September 18, 2010
insecurity & uncertainty.
i think it's safe to say that the majority of people my age, your typical college student, is desperately looking for answers: what should i major in? is this really the school i should be it? how should i get involved? am i going to meet those life-long friends here? what am i gonna do after i graduate? ...the list goes on and on. i think the greatest question of all though is this:
who am i?
for your average 13-21 year old, these three words are probably as loaded as saying those other "3 little words." as i have coffee chats with friends, or just run into them at school, or pass by and say hey, that constant need to "figure ourselves out" is obvious in each and every person. and sometimes i think that the answer is so simple, we just tend to overlook. we over-analyze, worry, overthink, and doubt ourselves, when the answer is right there in front of our face:
who does GOD want me to be?
and the answer to that is pretty straight-forward, no matter how complicated you think you are. my best friend inspired me with something she wrote recently. in a vulnerable and incredibly honest paper regarding humility, she reminded me of the greatest truth of all: God is the be all and end of all of everything, and we are nothing. this is not to say that God doesn't care for us, or belittle us. He is not the "big man upstairs" who holds us all by our puppet strings. He is the only person who loves unconditionally, loves constantly, and loves perfectly. why then is it so hard for us to believe that? to trust it?

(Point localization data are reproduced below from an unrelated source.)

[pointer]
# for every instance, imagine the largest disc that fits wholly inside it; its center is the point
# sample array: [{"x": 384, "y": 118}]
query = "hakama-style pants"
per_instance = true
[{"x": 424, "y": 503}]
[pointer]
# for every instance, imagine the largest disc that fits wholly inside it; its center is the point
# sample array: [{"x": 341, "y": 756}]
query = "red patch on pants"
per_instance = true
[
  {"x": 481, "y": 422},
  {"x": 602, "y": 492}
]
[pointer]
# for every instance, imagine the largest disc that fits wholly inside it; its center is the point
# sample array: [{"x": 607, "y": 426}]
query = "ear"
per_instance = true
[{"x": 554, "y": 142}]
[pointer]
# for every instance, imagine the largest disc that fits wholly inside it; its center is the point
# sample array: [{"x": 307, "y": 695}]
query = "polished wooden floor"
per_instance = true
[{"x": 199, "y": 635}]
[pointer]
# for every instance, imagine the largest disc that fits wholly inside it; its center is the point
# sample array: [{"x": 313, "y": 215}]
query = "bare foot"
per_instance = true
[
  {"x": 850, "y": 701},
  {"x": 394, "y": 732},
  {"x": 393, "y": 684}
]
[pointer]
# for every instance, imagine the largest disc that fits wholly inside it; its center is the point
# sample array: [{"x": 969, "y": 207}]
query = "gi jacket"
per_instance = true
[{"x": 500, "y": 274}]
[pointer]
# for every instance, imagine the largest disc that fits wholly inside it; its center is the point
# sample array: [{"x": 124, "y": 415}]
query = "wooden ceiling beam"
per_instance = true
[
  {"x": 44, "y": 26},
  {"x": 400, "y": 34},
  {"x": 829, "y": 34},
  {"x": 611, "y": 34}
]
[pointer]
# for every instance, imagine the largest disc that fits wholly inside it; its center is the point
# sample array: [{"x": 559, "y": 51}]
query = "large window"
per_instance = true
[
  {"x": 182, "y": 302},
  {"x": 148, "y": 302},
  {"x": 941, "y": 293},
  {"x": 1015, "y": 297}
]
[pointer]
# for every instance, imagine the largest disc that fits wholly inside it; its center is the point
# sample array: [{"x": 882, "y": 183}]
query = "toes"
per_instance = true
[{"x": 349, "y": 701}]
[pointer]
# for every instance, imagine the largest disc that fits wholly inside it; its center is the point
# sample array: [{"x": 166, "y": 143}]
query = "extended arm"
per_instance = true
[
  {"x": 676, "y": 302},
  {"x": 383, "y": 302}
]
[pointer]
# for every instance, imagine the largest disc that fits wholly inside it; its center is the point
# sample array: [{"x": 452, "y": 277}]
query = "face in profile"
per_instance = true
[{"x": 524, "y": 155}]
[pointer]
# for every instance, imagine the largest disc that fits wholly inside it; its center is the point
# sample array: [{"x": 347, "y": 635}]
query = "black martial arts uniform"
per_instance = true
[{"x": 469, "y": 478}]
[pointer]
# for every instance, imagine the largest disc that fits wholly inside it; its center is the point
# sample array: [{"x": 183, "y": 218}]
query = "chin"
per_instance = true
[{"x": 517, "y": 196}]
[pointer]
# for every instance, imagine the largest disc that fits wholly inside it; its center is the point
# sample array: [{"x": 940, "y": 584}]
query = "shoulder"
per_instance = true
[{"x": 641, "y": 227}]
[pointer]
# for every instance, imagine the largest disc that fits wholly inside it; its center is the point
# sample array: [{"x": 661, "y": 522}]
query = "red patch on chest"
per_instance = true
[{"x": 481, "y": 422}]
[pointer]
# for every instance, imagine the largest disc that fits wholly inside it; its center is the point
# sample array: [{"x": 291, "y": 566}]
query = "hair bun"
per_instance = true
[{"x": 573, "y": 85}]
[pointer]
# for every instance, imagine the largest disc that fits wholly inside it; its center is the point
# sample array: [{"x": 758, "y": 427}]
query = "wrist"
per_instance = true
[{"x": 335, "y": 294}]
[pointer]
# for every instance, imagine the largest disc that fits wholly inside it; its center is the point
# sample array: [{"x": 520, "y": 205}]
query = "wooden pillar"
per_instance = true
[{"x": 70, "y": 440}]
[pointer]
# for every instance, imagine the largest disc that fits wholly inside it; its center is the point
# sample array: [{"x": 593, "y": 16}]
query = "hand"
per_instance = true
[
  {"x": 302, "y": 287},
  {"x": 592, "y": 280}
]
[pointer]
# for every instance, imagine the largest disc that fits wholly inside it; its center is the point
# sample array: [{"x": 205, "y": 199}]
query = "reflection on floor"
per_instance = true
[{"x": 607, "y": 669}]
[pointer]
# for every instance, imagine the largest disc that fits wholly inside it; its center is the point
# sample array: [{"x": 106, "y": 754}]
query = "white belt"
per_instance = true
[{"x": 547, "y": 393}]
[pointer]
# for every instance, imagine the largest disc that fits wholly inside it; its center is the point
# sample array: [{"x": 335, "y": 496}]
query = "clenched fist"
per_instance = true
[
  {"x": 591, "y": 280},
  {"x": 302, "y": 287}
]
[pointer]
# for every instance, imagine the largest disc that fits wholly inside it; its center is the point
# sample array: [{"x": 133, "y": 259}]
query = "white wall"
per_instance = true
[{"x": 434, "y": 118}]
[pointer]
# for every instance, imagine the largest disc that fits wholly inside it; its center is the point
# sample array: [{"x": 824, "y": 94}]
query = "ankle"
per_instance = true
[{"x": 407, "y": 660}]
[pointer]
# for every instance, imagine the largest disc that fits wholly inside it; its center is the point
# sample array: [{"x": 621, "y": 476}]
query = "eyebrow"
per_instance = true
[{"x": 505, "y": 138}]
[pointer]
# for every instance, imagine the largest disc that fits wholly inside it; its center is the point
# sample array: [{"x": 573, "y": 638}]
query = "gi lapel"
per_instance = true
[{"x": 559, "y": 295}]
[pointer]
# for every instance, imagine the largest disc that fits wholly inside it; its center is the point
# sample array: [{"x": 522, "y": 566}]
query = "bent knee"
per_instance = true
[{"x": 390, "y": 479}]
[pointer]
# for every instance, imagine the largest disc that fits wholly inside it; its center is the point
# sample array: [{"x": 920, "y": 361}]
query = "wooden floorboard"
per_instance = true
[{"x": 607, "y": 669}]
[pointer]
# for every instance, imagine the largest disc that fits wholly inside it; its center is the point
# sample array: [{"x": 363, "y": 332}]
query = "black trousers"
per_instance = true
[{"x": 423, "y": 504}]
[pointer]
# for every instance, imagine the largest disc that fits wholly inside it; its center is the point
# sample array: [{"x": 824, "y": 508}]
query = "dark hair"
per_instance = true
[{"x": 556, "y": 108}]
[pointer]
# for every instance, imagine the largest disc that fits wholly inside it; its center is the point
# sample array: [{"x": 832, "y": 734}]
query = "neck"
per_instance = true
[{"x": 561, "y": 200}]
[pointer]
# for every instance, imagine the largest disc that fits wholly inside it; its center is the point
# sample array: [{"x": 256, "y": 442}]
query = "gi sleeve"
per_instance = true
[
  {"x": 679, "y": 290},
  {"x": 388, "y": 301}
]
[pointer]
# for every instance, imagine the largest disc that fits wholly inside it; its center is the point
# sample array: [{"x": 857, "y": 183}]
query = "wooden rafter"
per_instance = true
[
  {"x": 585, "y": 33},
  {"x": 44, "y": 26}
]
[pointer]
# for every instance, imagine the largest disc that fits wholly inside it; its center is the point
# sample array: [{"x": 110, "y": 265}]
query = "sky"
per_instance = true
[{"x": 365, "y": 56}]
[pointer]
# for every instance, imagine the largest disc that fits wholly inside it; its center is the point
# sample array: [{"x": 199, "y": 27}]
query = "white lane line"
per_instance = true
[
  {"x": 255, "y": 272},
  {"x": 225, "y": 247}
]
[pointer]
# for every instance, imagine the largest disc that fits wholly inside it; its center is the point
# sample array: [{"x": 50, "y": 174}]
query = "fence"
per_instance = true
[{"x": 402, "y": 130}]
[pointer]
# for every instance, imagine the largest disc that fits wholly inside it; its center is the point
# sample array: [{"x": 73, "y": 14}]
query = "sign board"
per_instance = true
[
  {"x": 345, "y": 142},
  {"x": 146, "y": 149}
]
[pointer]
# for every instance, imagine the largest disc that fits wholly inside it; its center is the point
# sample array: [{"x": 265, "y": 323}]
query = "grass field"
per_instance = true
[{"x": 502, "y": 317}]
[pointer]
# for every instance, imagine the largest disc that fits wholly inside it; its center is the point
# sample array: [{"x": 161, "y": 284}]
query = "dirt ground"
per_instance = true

i see insecurity, that self-doubt in countless faces. in fact, that is normal. to see completely confidence and peace? that, is rare. and that is what i strive for. those people who know who they are, not because of their appearance, or their talent, or their other assets, but because they know who GOD intended them to be. and even if they don't have it all figured out yet, there is complete peace & freedom in the ability to completely hand your life over to the only One you should trust it with.
people disappoint. they fail. they fall. they. are. human. and the majority are all still incredibly unsure of their own lives. why then do we spend so much time looking for their approval? for me, it's never the people who "seem to have it all" who impress me, it's the people who may not have it all, don't care, and live with authenticity. those are the people that inspire me.
i donno, i guess what i'm trying to say is that too often we second guess ourselves, or our plans, instead of just surrendering and then stepping out in faith. i know it's cliche : be true to yourself, don't change, believe in yourself. but i look at it like this : be true to who God designed you to be, don't try to change that person, and believe that He has the best plan for your life in store. if He knew you since before you were even born, then why doubt what He has intended for your life? he knew you were gonna meet that girl, or that guy. he knew that you would choose where you wanted to go to school. he has it all set up. so live in it, revel in it.
i'm sure he has plenty of curveballs up ahead, but the one thing that won't change is His perfect and complete love for us. that, you can count on. that, will never fail.